– Да, пошли.
Он явно что-то затеял, наверняка в сговоре со своим отцом. И радуется тому, что все идет по ЕГО плану.
Но в МОИ планы это не входило.
Уже разворачиваясь, я повторила:
– Пошли!
Но было поздно.
Послышался шорох. Из кустов вышел Мэтт с кучей хвороста. Без когтей, с добрым взглядом… Но я не могла смотреть на него, как раньше. Я больше не доверяла ему.
Мы со Стени переглянулись и поняли, что бежать не удастся.
– Простите, если напугал, – промурлыкал он и бросил хворост в костер, – Но я обязан был предупредить. А то, очутившись в нашем мире, вы испугались бы еще сильнее.

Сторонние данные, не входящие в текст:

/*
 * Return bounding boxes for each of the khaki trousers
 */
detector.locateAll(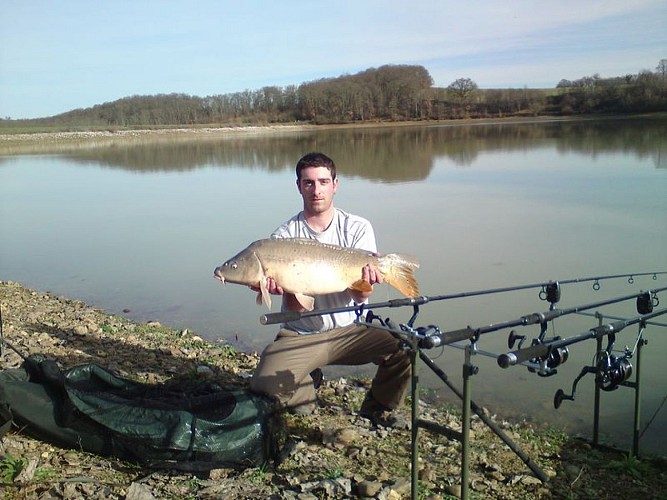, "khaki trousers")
[250,325,411,409]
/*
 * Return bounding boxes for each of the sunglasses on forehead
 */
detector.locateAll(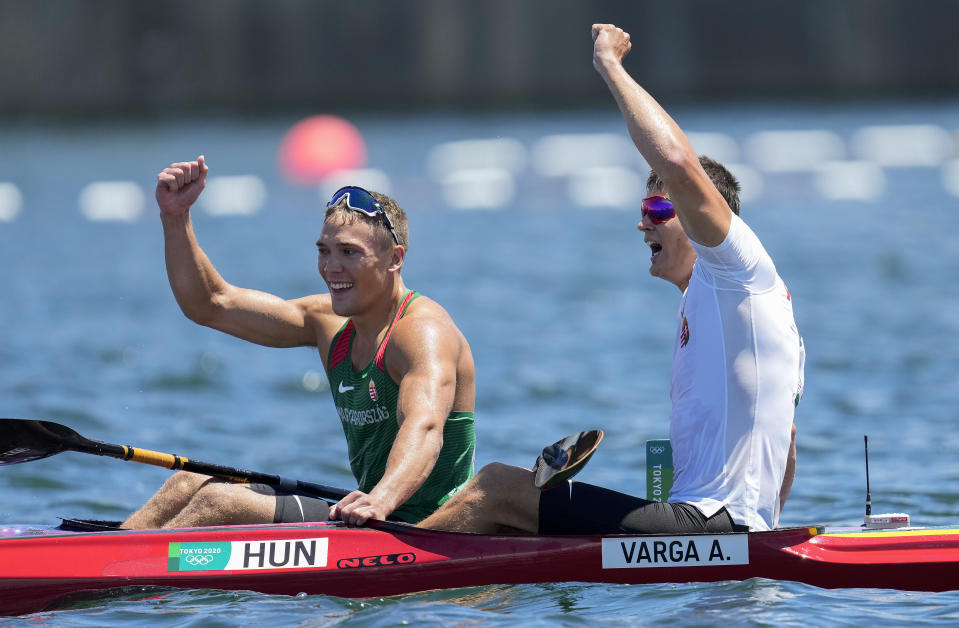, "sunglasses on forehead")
[642,194,676,225]
[326,185,400,244]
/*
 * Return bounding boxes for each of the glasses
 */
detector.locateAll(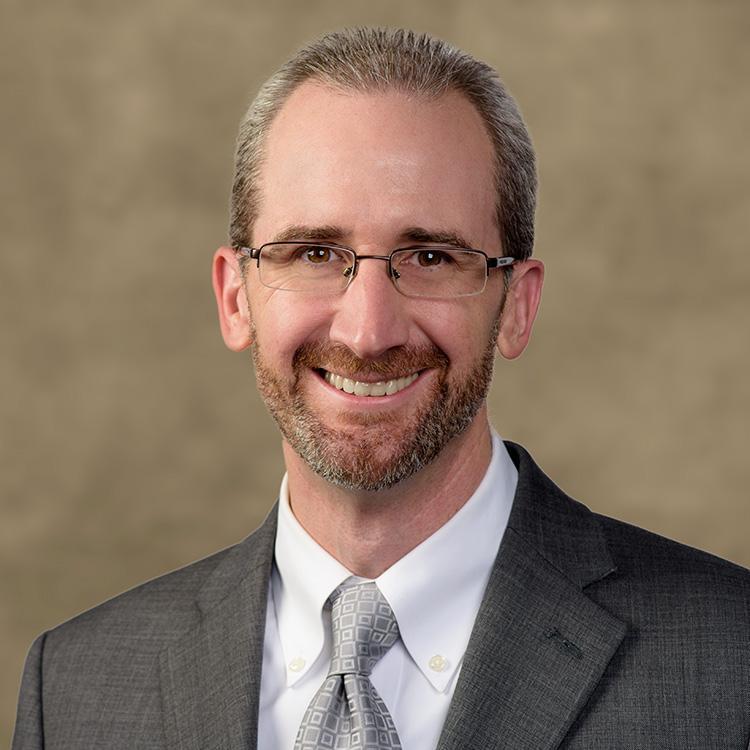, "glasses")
[235,242,516,298]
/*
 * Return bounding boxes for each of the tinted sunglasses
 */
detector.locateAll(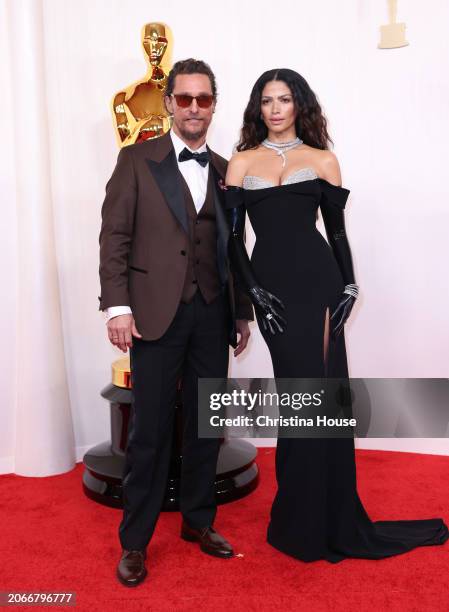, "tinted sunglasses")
[170,94,214,108]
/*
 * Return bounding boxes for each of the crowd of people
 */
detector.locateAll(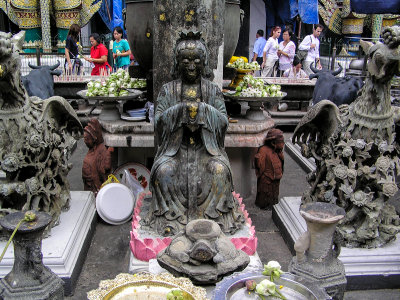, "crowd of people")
[65,24,132,75]
[65,24,323,78]
[252,24,323,78]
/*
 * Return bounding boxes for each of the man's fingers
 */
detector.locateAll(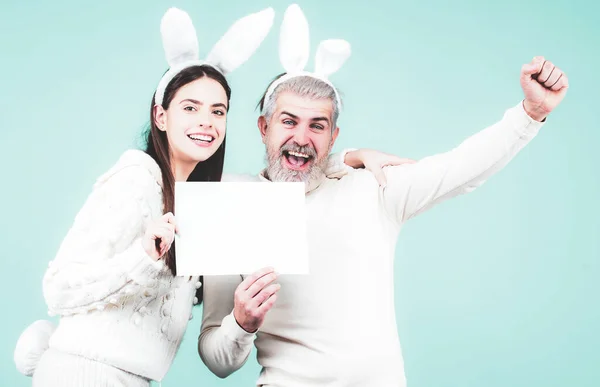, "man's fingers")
[246,272,277,298]
[536,60,555,85]
[249,284,281,309]
[258,293,277,315]
[238,267,275,291]
[521,56,545,78]
[538,67,562,89]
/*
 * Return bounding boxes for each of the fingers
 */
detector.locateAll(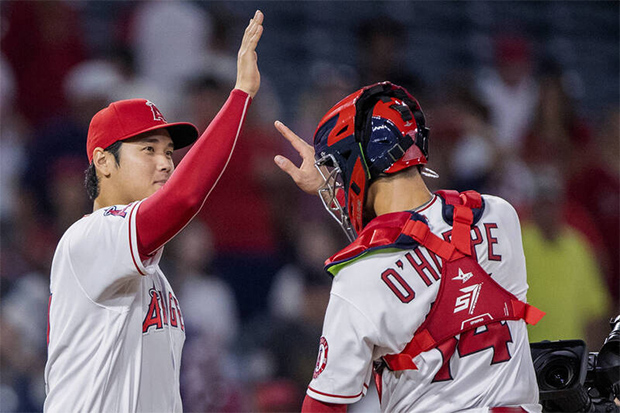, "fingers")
[240,10,264,51]
[273,155,299,181]
[274,120,314,161]
[235,10,264,97]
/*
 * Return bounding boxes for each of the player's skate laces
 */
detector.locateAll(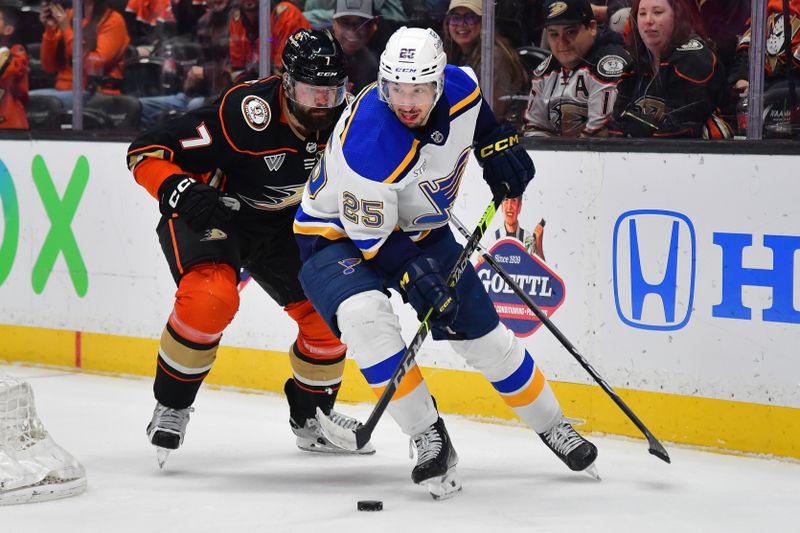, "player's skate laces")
[408,418,461,500]
[147,403,194,450]
[289,410,375,455]
[539,417,597,472]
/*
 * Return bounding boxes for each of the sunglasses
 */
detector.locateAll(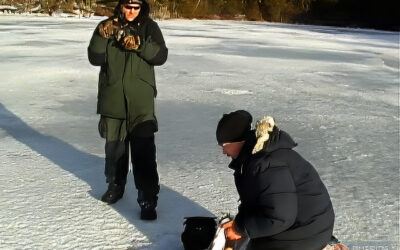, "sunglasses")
[124,5,140,10]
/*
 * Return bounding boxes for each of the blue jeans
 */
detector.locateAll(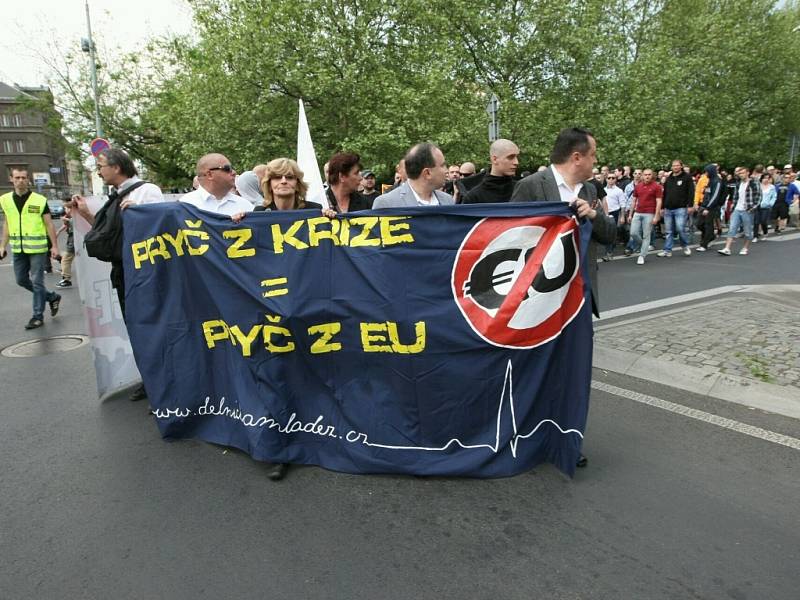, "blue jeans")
[14,252,56,319]
[606,208,622,254]
[628,213,655,257]
[664,208,689,252]
[728,210,753,240]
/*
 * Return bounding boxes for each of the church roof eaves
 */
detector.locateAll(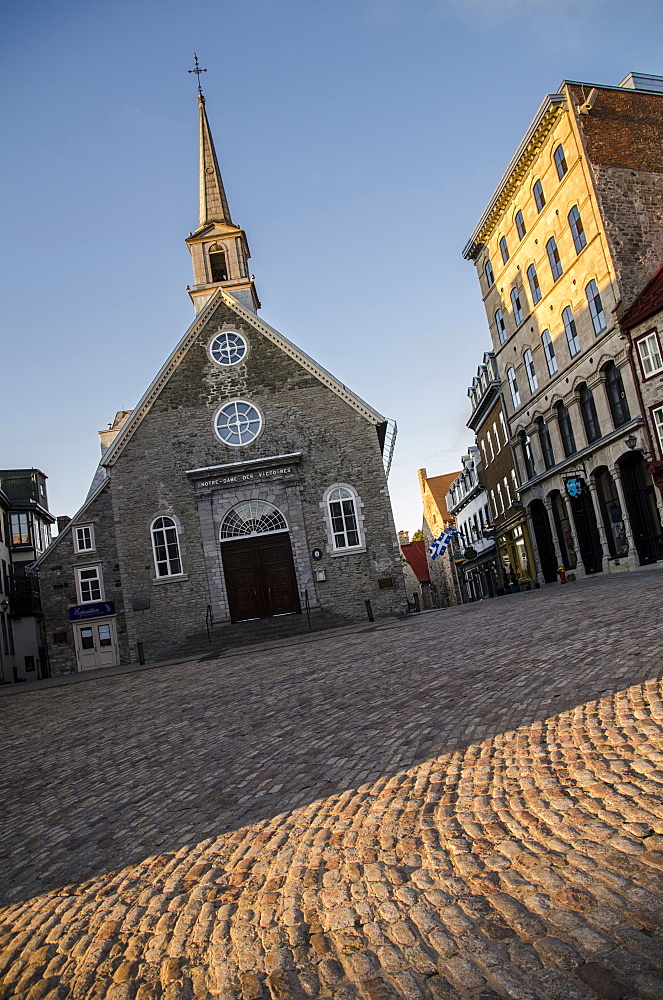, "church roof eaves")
[101,288,386,466]
[32,478,110,566]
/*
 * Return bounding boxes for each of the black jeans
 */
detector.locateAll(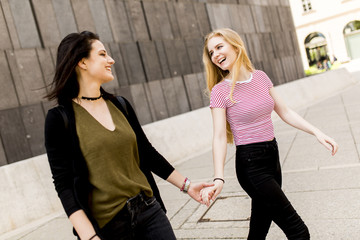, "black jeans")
[101,193,176,240]
[236,139,310,240]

– А мы обязаны там очутиться? – всякая доброта исчезла из голоса Стени. Он стал холодным и требовательным. – Может, мы не хотим туда идти.
Мэтт на секунду замялся:
– Я… я не говорил ничего такого.
Я хмыкнула:
– Действительно.
Он уставился на меня. Когда я чувствую, что в опасности, закрываюсь в холодной, каменной оболочке. И голос, как мне говорят, звучит как металлом по стеклу. Затем я начинаю тихо злиться, а злость переливается в раскаленную ярость. В таком состоянии я могу сказать или сделать все что угодно, и потом жалеть не буду. Может, звучит жестоко, но это так.
Мэтт опустил глаза:
– Я принес вербену.
Я вопросительно подняла бровь.
– От вампиров помогает. Я говорил, они могут подчинять людей своей воле. Но против вербены они бессильны. Можно обезопасить себя от принуждения, если принять внутрь. А для вампиров она как кислота – сжигает все, и на коже, и внутри.
Я недобро усмехнулась:
– Молодец, что принес.
Мы принялись жарить рыбу, и обстановка со временем разрядилась, хоть мы с подругой были настороже.
Я подняла голову и посмотрела на небо и запахнула куртку. Уже давно стемнело. С озера дул прохладный ветерок, медленно двигая редкие облака. Они, словно бледные айсберги, плыли в кромешной темноте… И лишь полная луна разгоняла тьму.
Полная луна.
Меня как ошпарили. Я чертыхнулась и просипела:
– Мэтт!..
– Что?
Оборотень вздрогнул и замер, боясь посмотреть вверх. Но взгляд помимо его воли поднялся на луну…
– Бегите, – прохрипел он.
Внезапно тело Мэтта дернулось в судороге. Он упал на землю, приглушенно хрипя.
Мы стояли, как заколдованные. Остальной мир исчез. Что-то кричало: «Беги, дура! Что ты стоишь?!»
Но тело стояло, а глаза смотрели. Оборотень закричал на весь лес, нога свернулась под неестественным углом, руки стремительно покрывались густой черной шерстью.